My chin dips to acknowledge his words, and he does the same as I take steps backward toward the garage.
Something makes me want to keep facing him, to keep taking him in, even though I’m frustrated that he made the effort to apologize to me and then tore up all the nice work by barking out orders again.
A minute later, I’m in my little apartment, doors shut and locked, and I watch him from the window that faces his house at the side of the garage. He wanders slowly back toward his house, glancing over his shoulder at the garage, and my stomach drops when his gaze reaches the window.
Our eyes meet, and I swear I can see that stunning blue color from all the way over here. He’s still not wearing his hat, but he’s still in uniform, and with a little distance, I can’t pretend it’s not an excellent view. A man like this? Too beautiful for his own good and looking at me like that?

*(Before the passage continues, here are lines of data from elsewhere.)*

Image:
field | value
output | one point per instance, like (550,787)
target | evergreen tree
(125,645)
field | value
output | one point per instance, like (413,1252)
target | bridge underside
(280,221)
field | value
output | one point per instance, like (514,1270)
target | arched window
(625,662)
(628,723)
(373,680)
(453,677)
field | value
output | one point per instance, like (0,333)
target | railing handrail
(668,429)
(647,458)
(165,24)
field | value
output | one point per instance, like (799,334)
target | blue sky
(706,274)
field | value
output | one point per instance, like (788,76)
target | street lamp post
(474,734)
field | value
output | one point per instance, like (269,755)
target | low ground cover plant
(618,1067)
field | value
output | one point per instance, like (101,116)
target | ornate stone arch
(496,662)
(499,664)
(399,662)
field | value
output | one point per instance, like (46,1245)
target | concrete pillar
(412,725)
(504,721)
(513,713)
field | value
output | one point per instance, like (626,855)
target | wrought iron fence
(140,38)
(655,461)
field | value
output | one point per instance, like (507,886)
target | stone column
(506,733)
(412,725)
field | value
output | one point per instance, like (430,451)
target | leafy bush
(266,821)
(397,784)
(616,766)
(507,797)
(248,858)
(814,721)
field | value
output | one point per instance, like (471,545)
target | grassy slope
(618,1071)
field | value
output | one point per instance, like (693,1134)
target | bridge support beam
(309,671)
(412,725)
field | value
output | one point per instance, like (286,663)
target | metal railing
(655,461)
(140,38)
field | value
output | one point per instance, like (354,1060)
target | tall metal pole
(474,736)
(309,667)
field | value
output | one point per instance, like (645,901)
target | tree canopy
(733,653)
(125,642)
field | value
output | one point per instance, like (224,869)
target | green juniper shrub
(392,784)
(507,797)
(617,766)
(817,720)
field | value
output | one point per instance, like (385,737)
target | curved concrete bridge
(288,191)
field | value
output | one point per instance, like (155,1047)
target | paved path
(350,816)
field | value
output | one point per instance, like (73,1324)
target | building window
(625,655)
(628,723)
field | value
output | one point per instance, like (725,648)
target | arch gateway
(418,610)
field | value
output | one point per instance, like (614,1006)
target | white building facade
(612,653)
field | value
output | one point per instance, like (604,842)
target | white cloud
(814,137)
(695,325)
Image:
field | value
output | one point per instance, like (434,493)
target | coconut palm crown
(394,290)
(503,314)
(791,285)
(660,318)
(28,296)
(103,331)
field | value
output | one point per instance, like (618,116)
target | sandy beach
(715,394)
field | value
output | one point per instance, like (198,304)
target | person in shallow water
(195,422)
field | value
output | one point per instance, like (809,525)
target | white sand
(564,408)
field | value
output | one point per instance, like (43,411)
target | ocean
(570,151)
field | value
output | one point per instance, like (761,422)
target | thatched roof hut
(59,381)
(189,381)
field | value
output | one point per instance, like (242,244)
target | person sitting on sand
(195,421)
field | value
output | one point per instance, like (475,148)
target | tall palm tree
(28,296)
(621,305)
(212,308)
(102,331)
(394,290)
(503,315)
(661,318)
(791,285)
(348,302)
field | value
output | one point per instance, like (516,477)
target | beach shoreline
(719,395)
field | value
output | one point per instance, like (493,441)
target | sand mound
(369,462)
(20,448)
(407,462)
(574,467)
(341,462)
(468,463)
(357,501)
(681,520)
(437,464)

I’m certain I’ve never felt this pull toward someone—not ever. And it has every instinct urging me to step away, but every stubborn, wanting little voice shouting I won’t be the one to break. For starters, I certainly won’t be the one to cave to his orders when he barks them.
After a beat, he turns and goes inside.
And for a dozen reasons, I know I won’t be here at five thirty on Friday.